Romeo & Juliet (Globe)

What’s in a name indeed? Young Hearts is the name for the new Globe
season and young hearts is what we get. The pair of star-crossed lovers
is played by as youthful a duo as one is likely to see.

Dominic Dromgoole’s production doesn’t always come off (why, for
example, does Juliet go to bed in the middle of the Capulet living
room?) but there’s plenty here to stir the soul. It captures the
excitement of young love and the tragic waste of premature death, as
well as providing a sense of the desperate urgency with which the relationship unfolds.

In Adetomiwa Edun, the Globe has unearthed a fine Romeo. After a
somewhat uneasy start, he quickly finds his feet and surmounts the
tricky acoustics of the Globe.

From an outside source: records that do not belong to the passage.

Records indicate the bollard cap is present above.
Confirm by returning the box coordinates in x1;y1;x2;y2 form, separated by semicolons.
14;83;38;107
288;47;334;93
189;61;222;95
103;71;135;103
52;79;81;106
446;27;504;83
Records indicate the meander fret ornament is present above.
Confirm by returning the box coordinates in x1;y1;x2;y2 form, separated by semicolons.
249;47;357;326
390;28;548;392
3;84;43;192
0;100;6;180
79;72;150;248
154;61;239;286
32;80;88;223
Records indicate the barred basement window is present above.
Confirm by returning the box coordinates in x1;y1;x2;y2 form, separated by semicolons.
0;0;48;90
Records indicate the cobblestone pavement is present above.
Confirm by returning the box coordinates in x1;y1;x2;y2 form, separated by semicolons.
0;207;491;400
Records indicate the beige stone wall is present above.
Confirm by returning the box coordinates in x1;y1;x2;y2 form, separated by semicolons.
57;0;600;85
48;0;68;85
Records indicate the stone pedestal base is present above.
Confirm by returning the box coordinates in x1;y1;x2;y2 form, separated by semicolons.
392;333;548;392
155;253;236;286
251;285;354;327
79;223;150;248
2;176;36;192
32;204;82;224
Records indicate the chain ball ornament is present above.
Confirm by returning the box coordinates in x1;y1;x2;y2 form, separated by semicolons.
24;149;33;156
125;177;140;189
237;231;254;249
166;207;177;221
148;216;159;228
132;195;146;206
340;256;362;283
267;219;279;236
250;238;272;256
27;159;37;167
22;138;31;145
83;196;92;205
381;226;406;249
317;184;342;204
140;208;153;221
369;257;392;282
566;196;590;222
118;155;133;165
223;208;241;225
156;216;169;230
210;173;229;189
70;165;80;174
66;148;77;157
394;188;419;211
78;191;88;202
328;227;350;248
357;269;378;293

What he captures perfectly is the
capricious nature of youth – one certainly can envisage this Romeo
falling in love with Juliet as quickly as he fell out of love with
Rosaline. And there’s real anger in his duel with Tybalt – this is not
a young man reluctantly drawn into a fight, this is someone out to
revenge a friend’s death, whatever it takes.

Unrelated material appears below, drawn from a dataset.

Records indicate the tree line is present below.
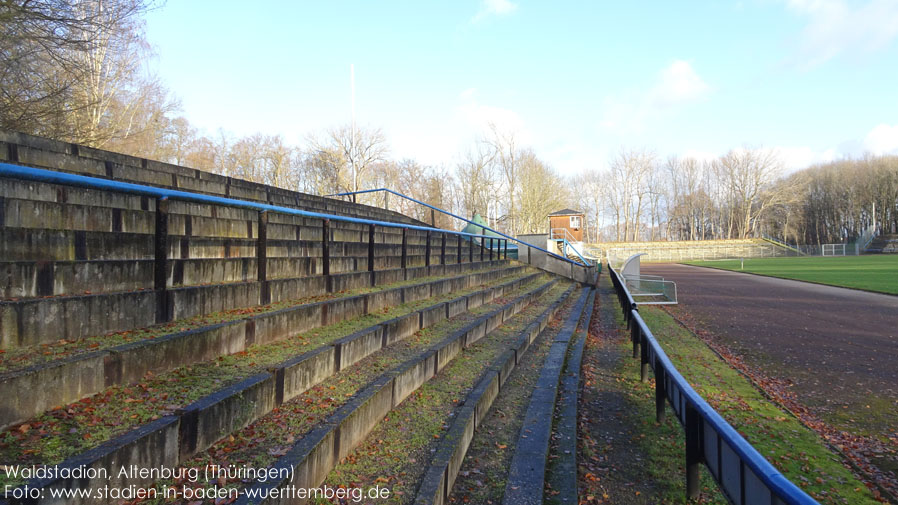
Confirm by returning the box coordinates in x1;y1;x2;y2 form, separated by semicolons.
3;0;895;245
571;149;897;246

Ellie Kendrick’s Juliet certainly has youth on her side even if she’s
demonstrably uncomfortable with the verse.  But there’s a delightful
innocence about her and she’s entirely believable as a young girl
finding the first fruits of love.

There’s a strangely melancholic Mercutio, courtesy of Philip Combus.
He’s not quite the wise-cracking wit we’re used to; rather, there’s
something fatalistic and world-weary about his behaviour.  And in the
way he seeks to sexually humiliate the Nurse, we can see him as a man
not truly happy in his own skin.

It’s not just the principals who are youthful; Dromgoole has also
chosen a Nurse and Lady Capulet much closer to the age that Shakespeare
intimates they are. After all, these aren’t characters on their last
legs but women barely into middle age. Penny Layden’s Nurse in
particular has a feistiness about her suggesting that she’s fiercely
protective of her young charge. I also liked Rawiri Paratene’s
strongly-spoken Friar Lawrence, suitably robust – as befits the
originator of much of the action in the second half of the play.

A special mention for the music; a quartet of singers provides
commentary on the text with songs beautifully set by Nigel Hess, and
the musical accompaniment complements the staging excellently.

This is a strong start to the season. If we’re truly in for a long and
hot summer, on this evidence the Globe could well be the place to be.